[File] [PATCH] of Magdir/virtual for Microsoft Disk Image (update+mime type+extension vhd)

Jörg Jenderek joerg.jen.der.ek at gmx.net
Fri Nov 23 02:08:06 UTC 2018


some day ago i run the file command 5.35 on my disc images. The good
news are that all that examples are described correctly first by phrase
"Microsoft Disk Image, Virtual Server or Virtual PC".

But no file name extension "vhd" is shown by command line option
--extension. Also no mime type is shown by -i option.

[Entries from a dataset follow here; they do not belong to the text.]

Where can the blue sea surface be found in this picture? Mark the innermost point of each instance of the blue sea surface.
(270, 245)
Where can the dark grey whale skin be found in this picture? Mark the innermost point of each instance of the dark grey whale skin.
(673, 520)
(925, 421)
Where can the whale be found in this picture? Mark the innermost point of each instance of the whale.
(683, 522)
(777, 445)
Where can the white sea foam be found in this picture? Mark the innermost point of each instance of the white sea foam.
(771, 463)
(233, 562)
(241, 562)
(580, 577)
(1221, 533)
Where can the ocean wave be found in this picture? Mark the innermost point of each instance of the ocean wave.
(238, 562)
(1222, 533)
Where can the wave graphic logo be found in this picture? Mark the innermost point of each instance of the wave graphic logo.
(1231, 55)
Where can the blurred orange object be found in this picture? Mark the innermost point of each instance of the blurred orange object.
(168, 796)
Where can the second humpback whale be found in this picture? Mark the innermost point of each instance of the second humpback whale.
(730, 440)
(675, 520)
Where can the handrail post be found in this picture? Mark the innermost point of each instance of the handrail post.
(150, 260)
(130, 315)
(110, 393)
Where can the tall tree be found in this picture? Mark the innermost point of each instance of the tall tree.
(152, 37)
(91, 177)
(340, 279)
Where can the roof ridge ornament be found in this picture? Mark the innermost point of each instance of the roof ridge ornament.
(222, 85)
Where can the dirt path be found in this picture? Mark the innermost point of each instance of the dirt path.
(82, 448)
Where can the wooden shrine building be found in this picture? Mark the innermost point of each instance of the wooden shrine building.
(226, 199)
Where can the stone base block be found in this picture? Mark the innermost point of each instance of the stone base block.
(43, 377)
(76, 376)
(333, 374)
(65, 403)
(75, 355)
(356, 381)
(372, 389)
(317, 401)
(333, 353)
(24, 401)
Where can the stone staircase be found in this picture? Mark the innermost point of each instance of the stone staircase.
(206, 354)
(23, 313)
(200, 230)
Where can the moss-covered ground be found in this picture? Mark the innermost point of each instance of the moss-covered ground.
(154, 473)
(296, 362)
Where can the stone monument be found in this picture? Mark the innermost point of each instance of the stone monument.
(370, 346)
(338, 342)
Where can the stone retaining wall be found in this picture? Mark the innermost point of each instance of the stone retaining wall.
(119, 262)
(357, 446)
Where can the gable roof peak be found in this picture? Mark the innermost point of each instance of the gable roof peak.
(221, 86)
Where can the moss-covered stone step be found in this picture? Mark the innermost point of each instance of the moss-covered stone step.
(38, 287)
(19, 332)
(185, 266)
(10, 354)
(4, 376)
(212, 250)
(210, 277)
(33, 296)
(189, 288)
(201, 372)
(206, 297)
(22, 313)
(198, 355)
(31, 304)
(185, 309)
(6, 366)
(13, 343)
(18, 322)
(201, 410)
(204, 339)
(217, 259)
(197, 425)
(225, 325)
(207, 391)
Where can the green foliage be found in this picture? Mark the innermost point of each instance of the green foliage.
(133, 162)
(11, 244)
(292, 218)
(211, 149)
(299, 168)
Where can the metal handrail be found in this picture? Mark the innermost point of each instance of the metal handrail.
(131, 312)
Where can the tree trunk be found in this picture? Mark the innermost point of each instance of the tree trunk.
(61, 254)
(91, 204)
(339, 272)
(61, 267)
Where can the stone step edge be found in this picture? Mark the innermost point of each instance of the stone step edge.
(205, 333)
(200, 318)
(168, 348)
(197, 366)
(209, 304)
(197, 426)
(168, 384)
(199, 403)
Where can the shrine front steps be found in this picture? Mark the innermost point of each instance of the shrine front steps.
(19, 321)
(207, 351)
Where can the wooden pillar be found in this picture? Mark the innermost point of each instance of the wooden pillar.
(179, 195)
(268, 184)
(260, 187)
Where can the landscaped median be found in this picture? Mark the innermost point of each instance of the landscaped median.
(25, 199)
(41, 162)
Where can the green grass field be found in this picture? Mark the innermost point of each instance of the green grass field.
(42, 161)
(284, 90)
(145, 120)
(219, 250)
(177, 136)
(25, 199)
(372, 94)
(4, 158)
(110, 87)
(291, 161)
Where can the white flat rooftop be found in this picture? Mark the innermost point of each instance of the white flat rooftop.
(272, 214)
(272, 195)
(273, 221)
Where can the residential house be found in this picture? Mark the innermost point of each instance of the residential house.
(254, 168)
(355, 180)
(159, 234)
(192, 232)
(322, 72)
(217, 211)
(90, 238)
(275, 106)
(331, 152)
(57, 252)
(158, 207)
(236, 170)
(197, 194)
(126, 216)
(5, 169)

So i started to change Magdir/virtual. The vhd file format was
introduced in general by Microsoft virtualization software "Virtual PC".
If i understand the information found on link
http://www.forensicswiki.org/wiki/Virtual_Hard_Disk_%28VHD%29 right, the
used link ending with "bb676673.aspx" seems to point in the past to
Virtual Hard Disk Image Format Specification on Microsoft web site.
But Microsoft does not support "Virtual PC" any more and now the link
redirect to successor virtualization software "Hyper-V". So i remove the
old link. So i look for new URL on Microsoft servers about this file
format. In the end i find a Word document named "Virtual Hard Disk
Format Spec_10_18_06.doc" there. So i add the concerning URL as
reference. To get a long living URL i finally also add an URL about "VHD
(Virtual Hard Disk)" on http://fileformats.archiveteam.org/ .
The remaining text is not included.